Ci sono degli allenatori a cui Andreoletti si ispira per idee e metodologie?
"Non sono un’integralista. Mi piace un po’ rubacchiare delle idee qua e là, prendere tanti piccoli particolari: se parlo di gestione, di riuscire ad ottenere in massimo dai calciatori, penso che Antonio Conte sia un punto di riferimento; se parlo di fase offensiva credo che De Zerbi e Gasperini hanno cambiato il calcio recente; e se parlo di fase difensiva Giampaolo mi piace. Vado a prendere dei piccoli particolari che mi piacciono e provo a renderli miei".
Lei è stato portiere prima di diventare allenatore. È un ruolo che è cambiato molto negli ultimi anni e sul quale si discute spesso: quali caratteristiche deve avere il suo numero 1?
"Si usa sempre la classica frase ‘il portiere deve parare’ ma per fortuna non è più così: al portiere vengono fatte tante richieste in più.
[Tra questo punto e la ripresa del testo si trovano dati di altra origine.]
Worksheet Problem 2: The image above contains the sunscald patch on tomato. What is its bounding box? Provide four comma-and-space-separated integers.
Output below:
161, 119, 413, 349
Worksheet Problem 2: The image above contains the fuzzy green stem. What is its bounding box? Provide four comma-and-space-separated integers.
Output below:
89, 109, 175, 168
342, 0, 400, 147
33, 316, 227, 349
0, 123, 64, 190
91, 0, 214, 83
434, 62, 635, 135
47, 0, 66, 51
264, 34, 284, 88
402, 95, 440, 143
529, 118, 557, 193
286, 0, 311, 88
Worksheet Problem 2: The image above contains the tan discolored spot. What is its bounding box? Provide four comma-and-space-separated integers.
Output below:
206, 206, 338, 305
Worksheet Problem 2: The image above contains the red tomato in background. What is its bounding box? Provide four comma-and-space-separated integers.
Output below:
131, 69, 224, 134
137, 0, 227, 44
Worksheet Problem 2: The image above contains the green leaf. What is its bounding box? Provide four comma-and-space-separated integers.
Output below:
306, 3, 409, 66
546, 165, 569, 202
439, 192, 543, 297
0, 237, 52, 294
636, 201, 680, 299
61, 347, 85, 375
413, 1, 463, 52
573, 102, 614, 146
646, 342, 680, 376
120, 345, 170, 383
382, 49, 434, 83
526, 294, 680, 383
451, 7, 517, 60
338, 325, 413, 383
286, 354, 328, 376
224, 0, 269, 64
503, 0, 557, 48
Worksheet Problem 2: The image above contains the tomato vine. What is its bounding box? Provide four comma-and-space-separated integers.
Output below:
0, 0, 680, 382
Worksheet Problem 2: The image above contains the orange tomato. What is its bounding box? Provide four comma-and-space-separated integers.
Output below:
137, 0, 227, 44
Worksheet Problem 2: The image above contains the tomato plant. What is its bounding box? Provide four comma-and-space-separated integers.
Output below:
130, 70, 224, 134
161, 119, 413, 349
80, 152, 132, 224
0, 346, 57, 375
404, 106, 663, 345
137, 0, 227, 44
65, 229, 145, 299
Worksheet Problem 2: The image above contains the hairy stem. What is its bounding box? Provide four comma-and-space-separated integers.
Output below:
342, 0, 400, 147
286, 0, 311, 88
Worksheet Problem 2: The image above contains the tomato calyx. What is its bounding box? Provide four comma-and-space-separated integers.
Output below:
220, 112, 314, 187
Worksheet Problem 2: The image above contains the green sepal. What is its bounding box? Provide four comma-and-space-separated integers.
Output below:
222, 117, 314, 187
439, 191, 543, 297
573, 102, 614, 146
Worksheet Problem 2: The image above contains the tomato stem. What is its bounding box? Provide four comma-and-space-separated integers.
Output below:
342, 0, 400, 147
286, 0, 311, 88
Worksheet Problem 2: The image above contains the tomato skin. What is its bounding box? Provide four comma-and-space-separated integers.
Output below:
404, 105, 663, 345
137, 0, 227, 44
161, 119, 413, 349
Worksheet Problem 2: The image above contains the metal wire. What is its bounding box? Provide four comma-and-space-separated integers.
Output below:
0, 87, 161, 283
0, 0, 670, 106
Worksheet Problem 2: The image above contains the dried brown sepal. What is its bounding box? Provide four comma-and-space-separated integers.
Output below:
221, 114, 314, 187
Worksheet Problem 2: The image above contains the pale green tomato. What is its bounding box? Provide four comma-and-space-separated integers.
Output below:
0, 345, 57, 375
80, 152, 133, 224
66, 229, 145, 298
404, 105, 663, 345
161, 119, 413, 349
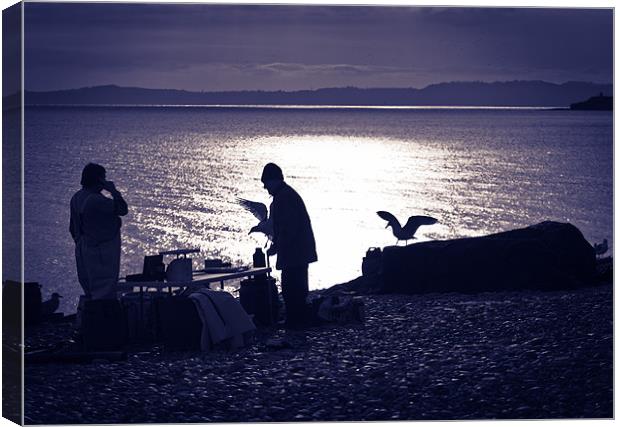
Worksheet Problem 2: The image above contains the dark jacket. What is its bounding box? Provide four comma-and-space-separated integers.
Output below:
270, 183, 317, 270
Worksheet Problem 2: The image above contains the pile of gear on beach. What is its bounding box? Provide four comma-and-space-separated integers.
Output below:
8, 249, 364, 363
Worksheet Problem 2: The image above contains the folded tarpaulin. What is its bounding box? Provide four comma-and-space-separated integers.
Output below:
189, 289, 256, 351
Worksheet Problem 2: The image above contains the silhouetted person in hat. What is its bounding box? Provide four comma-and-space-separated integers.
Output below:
261, 163, 317, 327
69, 163, 127, 299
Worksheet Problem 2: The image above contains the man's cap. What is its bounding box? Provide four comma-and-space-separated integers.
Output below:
260, 163, 284, 182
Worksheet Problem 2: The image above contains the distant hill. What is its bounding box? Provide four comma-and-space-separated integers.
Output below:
4, 81, 613, 108
570, 93, 614, 111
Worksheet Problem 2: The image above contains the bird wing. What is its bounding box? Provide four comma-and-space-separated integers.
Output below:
237, 197, 267, 222
377, 211, 400, 229
403, 215, 437, 235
Io ero un portiere moderno ma allora il calcio non era così evoluto e si pensava che il portiere dovesse solo parare. Oggi il portiere deve conoscere lo spartito del suo allenatore, lavora con la squadra e deve sapere quali sono le richieste dell’allenatore quando si ha la palla e quando ce l’hanno gli altri. Il portiere è un potenziale giocatore di movimento, deve conoscere e relazionarsi con i compagni nel miglior modo possibile. Quindi, secondo me, il portiere deve sapere fare tanto altro e non solo parare e basta".
Cosa vuol dire essersi formati a livello calcistico nell’Atalanta di Mino Favini?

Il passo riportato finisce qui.